Maison Marie-Frédéric: un agrandissement pour accorder plus de temps aux jeunes en difficulté

AGRANDISSEMENT. Afin de donner davantage de temps aux jeunes en difficulté pour repartir sur des bases solides, la Maison Marie-Frédéric s’agrandira pour doubler sa capacité d’accueil.

Cet organisme installé depuis environ 25 ans sur la rue Saint-Vallier Ouest, dans le quartier Saint-Sauveur à Québec, planche sur le projet depuis au moins trois ans, indique le directeur général, Sylvain Gervais. La Maison Marie-Frédéric accueille des jeunes de 18 à 30 ans ayant connu des difficultés, comme de la détresse psychologique ou des problèmes de toxicomanie.

M. Gervais explique que pour les premiers trois mois, le personnel aide les jeunes à apprendre à se connaître pour avoir conscience de leurs forces et leurs faiblesses. «Ensuite, on tombe dans la phase de planification de vie, que ce soit un retour aux études ou pour se dénicher un travail, ou les deux. On les accompagne et on les soutient dans ces démarches», explique M. Gervais.

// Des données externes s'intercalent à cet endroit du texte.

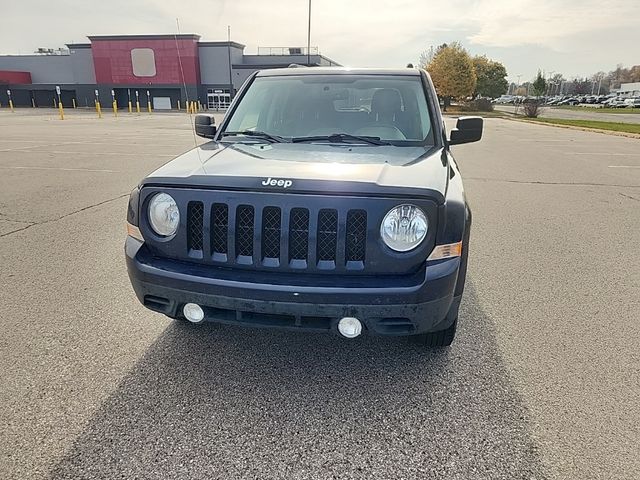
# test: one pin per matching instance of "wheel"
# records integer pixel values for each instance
(442, 338)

Ce processus implique également de l’aide pour la recherche d’un logement. Sauf qu’avec le taux d’inoccupation faible à Québec, il est souvent difficile pour eux de se trouver un endroit où habiter, souligne le directeur-général, poussant certains à retourner dans la rue au bout des trois mois à la Maison Marie-Frédéric.

Agrandissement

Le projet d’agrandissement fera passer de 9 à 18 le nombre de chambres de style studio, permettant ainsi de plus longs séjours. «C’est pour donner du temps aux jeunes dans leurs démarches socio-professionnelles, de se trouver un emploi ou de reprendre une formation scolaire. Au bout d’un an, ils seront davantage en mesure de voler de leurs propres ailes. Ils n’auront pas la pression de trouver un logement», mentionne M, Gervais.

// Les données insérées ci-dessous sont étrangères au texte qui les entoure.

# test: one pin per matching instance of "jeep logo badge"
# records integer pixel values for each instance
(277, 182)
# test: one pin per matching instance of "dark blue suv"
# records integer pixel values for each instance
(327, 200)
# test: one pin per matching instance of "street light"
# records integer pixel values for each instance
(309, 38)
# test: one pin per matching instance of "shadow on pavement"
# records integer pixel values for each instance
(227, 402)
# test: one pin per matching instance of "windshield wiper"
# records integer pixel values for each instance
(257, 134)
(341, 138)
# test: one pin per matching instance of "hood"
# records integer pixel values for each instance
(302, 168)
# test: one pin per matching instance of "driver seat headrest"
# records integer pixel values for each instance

L’organisme a fait l’acquisition d’une résidence derrière son bâtiment sur la rue du Pont-Scott dans le but de la démolir et d’y construire l’extension. Ce projet a été un «long processus» en raison du zonage qui ne prévoyait pas une telle construction dans le secteur. Après plusieurs modifications au projet, qui a notamment dû être diminué d’un étage et de trois chambres, une dérogation a finalement été accordée par les instances municipales au cours des dernières semaines. L’apparence de la devanture de la bâtisse actuelle, l’ancien presbytère de la paroisse Notre-Dame-de-Pitié, ne sera pas altérée.

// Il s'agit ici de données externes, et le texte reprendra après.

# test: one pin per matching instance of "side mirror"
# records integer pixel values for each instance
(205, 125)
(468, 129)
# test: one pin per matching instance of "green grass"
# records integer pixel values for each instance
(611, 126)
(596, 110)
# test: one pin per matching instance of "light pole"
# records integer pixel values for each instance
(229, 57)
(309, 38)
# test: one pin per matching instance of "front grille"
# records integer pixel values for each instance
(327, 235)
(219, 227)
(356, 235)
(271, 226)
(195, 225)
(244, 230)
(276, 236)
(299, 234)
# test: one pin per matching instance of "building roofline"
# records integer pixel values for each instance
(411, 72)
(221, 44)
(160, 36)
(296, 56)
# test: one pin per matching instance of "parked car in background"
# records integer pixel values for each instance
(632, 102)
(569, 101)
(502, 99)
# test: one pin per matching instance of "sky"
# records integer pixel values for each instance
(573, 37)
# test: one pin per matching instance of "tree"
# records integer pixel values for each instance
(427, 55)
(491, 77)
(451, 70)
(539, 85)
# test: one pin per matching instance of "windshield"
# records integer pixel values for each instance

Avec cette dérogation obtenue, l’organisme se penchera prochainement sur l’évaluation finale des coûts des travaux. Afin de les financer, la Maison Marie-Frédéric a vendu une résidence qui lui appartenait sur la rue Gamelin. L’agrandissement sera aussi financé par le biais du volet III du programme AccèsLogis de la Société d’habitation du Québec et du Programme de soutien aux organismes communautaires du ministère de la Santé et des Services sociaux du Québec. Action-Habitation a été mandaté comme gestionnaire de projet.

Travaux

M. Gervais espère que les travaux débuteront à l’automne 2016 ou au printemps 2017. Cela dépendra des budgets accordés par les gouvernements au financement de logements abordables et de l’attribution de ceux-ci entre les régions. «C’est sûr que nous, ça fait trois ans qu’on est là-dessus. On souhaiterais être sur le dessus de la pile», affirme M. Gervais.